Just took out the prettiest loaf of N.Y. Times bread I've ever made. It's the first one I've made since I've moved here into Glenn's house. Oven's the same. We brought mine from my old house, so that's not different.
I hadn't tried to make this bread before because I had to figure out how to create a constant warm temp for the long first rise. In the summer, that would be no problem but, in the colder months, that's a challenge. We keep the house in the low to mid 60s. I wasn't going to be deterred.
I thought, and thought, and thought, and thought...and came up with, as it turned out, the perfect solution.
I blocked the exterior vent louvers to the dryer, then leveled the "fins" on the inside of the dryer enough to span them with a large cooling rack. Under the rack on the "floor" of the dryer I laid a heating pad. Turned the heating pad to HIGH. Once the heating pad was in place I placed my electronic cooking thermometer atop the rack. So far, so good.

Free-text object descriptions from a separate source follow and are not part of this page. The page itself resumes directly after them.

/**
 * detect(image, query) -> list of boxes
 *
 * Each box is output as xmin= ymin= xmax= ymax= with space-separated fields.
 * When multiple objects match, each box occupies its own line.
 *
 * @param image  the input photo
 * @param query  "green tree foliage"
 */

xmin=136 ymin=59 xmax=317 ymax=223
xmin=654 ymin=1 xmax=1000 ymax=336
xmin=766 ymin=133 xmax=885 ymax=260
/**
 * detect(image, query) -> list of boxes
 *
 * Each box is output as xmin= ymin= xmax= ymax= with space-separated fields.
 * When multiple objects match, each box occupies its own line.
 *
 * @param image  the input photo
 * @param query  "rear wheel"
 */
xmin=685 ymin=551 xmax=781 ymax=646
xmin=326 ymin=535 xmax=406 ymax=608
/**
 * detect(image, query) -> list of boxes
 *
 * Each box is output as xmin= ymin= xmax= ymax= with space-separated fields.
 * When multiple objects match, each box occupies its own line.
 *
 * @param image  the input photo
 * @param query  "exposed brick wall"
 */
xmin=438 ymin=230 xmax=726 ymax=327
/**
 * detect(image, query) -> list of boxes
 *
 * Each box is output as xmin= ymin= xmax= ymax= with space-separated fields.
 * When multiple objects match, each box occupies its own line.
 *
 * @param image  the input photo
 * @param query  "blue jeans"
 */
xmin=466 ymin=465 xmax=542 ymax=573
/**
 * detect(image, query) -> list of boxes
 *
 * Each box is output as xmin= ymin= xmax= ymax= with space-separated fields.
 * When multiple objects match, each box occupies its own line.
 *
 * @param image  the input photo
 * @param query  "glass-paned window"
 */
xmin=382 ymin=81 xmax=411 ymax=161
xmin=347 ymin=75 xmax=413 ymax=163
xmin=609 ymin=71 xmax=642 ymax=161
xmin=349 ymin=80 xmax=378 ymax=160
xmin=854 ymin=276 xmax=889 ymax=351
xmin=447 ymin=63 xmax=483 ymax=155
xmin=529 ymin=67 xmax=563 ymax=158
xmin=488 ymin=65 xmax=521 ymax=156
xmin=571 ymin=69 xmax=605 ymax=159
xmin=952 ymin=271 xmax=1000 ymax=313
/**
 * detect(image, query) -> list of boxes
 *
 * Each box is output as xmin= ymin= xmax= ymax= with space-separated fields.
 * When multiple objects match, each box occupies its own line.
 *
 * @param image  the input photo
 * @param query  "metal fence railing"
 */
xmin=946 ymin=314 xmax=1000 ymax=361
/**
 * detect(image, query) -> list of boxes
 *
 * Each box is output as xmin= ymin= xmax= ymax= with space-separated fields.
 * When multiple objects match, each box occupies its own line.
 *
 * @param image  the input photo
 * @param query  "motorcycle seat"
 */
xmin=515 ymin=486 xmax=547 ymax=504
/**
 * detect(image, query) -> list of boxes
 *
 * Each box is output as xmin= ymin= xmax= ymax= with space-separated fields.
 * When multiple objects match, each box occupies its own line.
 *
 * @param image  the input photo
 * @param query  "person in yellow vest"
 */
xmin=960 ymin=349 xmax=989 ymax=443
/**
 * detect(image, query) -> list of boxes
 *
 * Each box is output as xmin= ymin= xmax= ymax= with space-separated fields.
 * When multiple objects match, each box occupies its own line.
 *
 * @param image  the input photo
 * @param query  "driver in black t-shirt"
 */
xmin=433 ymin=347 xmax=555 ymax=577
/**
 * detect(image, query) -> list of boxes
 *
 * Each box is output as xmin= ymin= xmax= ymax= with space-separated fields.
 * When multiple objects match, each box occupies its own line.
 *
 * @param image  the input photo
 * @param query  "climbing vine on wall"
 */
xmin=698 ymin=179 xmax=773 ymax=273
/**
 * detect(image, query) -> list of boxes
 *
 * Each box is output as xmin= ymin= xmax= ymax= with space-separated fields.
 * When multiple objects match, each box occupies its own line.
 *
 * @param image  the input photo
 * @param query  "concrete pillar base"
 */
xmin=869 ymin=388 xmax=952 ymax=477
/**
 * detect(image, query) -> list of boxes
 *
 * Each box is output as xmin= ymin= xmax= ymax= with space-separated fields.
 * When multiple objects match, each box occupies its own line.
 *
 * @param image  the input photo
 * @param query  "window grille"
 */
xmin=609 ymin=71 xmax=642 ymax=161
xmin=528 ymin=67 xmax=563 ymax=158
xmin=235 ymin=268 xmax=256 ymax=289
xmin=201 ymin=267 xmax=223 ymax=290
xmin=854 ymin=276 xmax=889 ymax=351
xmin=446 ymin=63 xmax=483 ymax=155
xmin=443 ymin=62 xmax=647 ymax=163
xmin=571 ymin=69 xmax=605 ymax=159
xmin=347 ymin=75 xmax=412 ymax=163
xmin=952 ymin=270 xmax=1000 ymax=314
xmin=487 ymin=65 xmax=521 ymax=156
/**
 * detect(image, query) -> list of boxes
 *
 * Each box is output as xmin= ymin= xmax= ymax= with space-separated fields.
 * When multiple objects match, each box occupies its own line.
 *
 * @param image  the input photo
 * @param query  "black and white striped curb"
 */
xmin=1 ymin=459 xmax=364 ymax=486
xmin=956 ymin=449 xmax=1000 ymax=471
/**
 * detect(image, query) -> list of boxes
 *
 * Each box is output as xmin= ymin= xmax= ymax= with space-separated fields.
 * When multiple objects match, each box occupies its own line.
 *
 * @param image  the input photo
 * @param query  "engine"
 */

Lastly, I mixed up my dough slurry and put the bowl on the rack shelf. Closed the dryer door, with the cord for the heating pad running out, along with the cord to the thermometer.
For the entire 18 hours the temperature remained at between 71F and 73F. When the rise time was done, the inside of the dryer was cozy and nice and the dough was perfect.
I'm a happy camper and now I can make this type of bread any time I want.